COLLEGE PARK – Jeanie Beasley can remember the rather unique way she got to school every morning when she was growing up.
“I rode my pony to school,” she said. “They finally told me I had to stop riding my pony to school because he was pooping all over the ground.”
Her older brother, Sandy Dann, had similar recollections, of the days when he walked to school on dirt roads, and went barefoot.
“It was all dirt roads here,” Dann said. “You didn’t have to wear shoes. Then when I was in the third grade, they passed a rule that we had to wear shoes to school, and we were all up in arms.”
What may surprise some people – particularly newcomers to Central Florida – is that the Dann family grew up in the College Park neighborhood of Orlando, attending Princeton Elementary School by way of pony or walking on dirt roads.
That may sound hard to believe today, considering how heavily developed and built up the entire Orlando metropolitan area is, but back then, Dann said, this area had a very quaint, small town feel.
“The wonderful part about this town is you really knew the people,” Dann said. “You could ride your horses and ponies all the way to Orlando.”
“I think we’re very fortunate to live here and have grown up here,” Beasley said. “In those days everything was so easy, and you didn’t even have to lock your doors.”
On Monday, the Dann family offered their recollections of what the College Park neighborhood was like back in the 1930s and 1940s, in the decades before Walt Disney World arrived and helped transform Orlando into one of the world’s leading tourist destinations.
They had been invited there by the College Park Neighborhood Association, which organized the speaking program on Oral Histories, held at the Infusion Tea café on Edgewater Drive, through its historical committee, noted member Tom Cook.
“We just started,” he said. “This is our first one. We’re hoping to compile information.”
That information is going to be used for a lot more than just speaking programs, noted his wife Deborah Cook.
“The acting motivation is we’re putting together a book on College Park,” she said. “It’s mostly a book of pictures, and we’re trying to encourage people to bring their photos to us.”

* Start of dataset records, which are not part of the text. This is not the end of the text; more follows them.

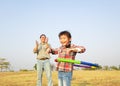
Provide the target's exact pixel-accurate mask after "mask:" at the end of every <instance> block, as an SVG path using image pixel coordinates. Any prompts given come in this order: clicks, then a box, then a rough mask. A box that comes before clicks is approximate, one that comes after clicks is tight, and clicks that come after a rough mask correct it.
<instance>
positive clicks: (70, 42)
mask: <svg viewBox="0 0 120 86" xmlns="http://www.w3.org/2000/svg"><path fill="white" fill-rule="evenodd" d="M58 36H59V41H60V43H61V45H62V46H61V47H59V48H58V49H55V50H54V49H52V50H51V52H52V53H53V54H58V58H65V59H72V60H74V59H75V56H76V53H84V52H85V48H84V47H83V46H76V45H74V44H71V38H72V37H71V34H70V32H68V31H62V32H60V33H59V35H58ZM57 70H58V85H59V86H71V79H72V71H73V64H72V63H67V62H58V63H57Z"/></svg>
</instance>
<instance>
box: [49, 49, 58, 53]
mask: <svg viewBox="0 0 120 86" xmlns="http://www.w3.org/2000/svg"><path fill="white" fill-rule="evenodd" d="M50 53H52V54H58V49H53V48H51V50H50Z"/></svg>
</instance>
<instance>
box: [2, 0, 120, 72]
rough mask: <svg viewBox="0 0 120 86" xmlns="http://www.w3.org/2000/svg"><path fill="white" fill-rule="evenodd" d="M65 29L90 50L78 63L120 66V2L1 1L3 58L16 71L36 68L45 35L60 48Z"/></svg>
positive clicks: (5, 0)
mask: <svg viewBox="0 0 120 86" xmlns="http://www.w3.org/2000/svg"><path fill="white" fill-rule="evenodd" d="M63 30H68V31H69V32H70V33H71V35H72V43H73V44H76V45H80V46H81V45H82V46H84V47H85V48H86V52H85V53H82V54H77V56H76V60H81V61H86V62H91V63H98V64H100V65H102V66H104V65H108V66H112V65H115V66H118V65H120V0H0V57H2V58H6V59H7V60H8V61H9V62H10V63H11V68H12V69H13V70H19V69H33V66H34V64H35V63H36V54H34V53H33V48H34V47H35V40H38V41H39V36H40V34H42V33H44V34H46V35H47V37H48V38H49V43H50V44H51V46H52V47H53V48H57V47H59V46H61V44H60V42H59V38H58V34H59V33H60V32H61V31H63ZM55 58H57V55H51V59H50V61H51V64H54V63H55V62H54V59H55Z"/></svg>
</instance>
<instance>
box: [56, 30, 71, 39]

The Neighborhood Association already has a deal with Arcadia Publishing, which specializes in historical books, to publish it.
In the meantime, the historical committee hopes to use the speaking programs at Infusion Tea, which will be held every month, to generate interest in this project, she said.
“We have a very active and eager group” on the historical committee, Deborah Cook said. “One of the ways we wanted to start doing this was starting an oral history about College Park. I hope that you will encourage your friends, because this is going to be so much fun, to come out again because we will be doing this again next month.”
Anyone who has historic photos of College Park, she said, is encouraged to bring them to the next speaking program on Oral Histories.
“This book is about pictures, so we are equipped tonight to scan your pictures,” she said. “You will have a part in the College Park Historical Book.”
The first speakers were Dann and Beasley, who recalled the days when College Park had plenty of swamp land – property that would be purchased and developed by her father, Carl Dann, as the Historic Dubsdread Golf Club.
Today it’s an 18-hole golf course in College Park, owned by the City of Orlando, and it was business entrepreneur Carl Dann who built it in 1924, with a par 71 layout asccessible to golfers of all skill levels, complete with narrow fairways and heavily bunkered, “postage stamp”-style greens.
The golf course was completely renovated in 2008 as part of the Little Lake Fairview Restoration and Dubsdread Golf Course Renovation Project.
Beasley recalled her father’s great ambitions for this project.
“He said Orlando needed a second golf course because we were growing,” Beasley said. “His ambition was to build a golf course that would attract better golfers and bigger tournaments to Orlando. And he was going to build it out of this swamp. It was a huge success.”
Deborah Cook, who is also a Realtor in College Park, said she hopes these oral history presentations inspire others who grew up in this neighborhood to share their own memories of how the area grew and changed.
“There is no time like the present to capture the stories of the past,” she said, “because if you don’t, they are lost.”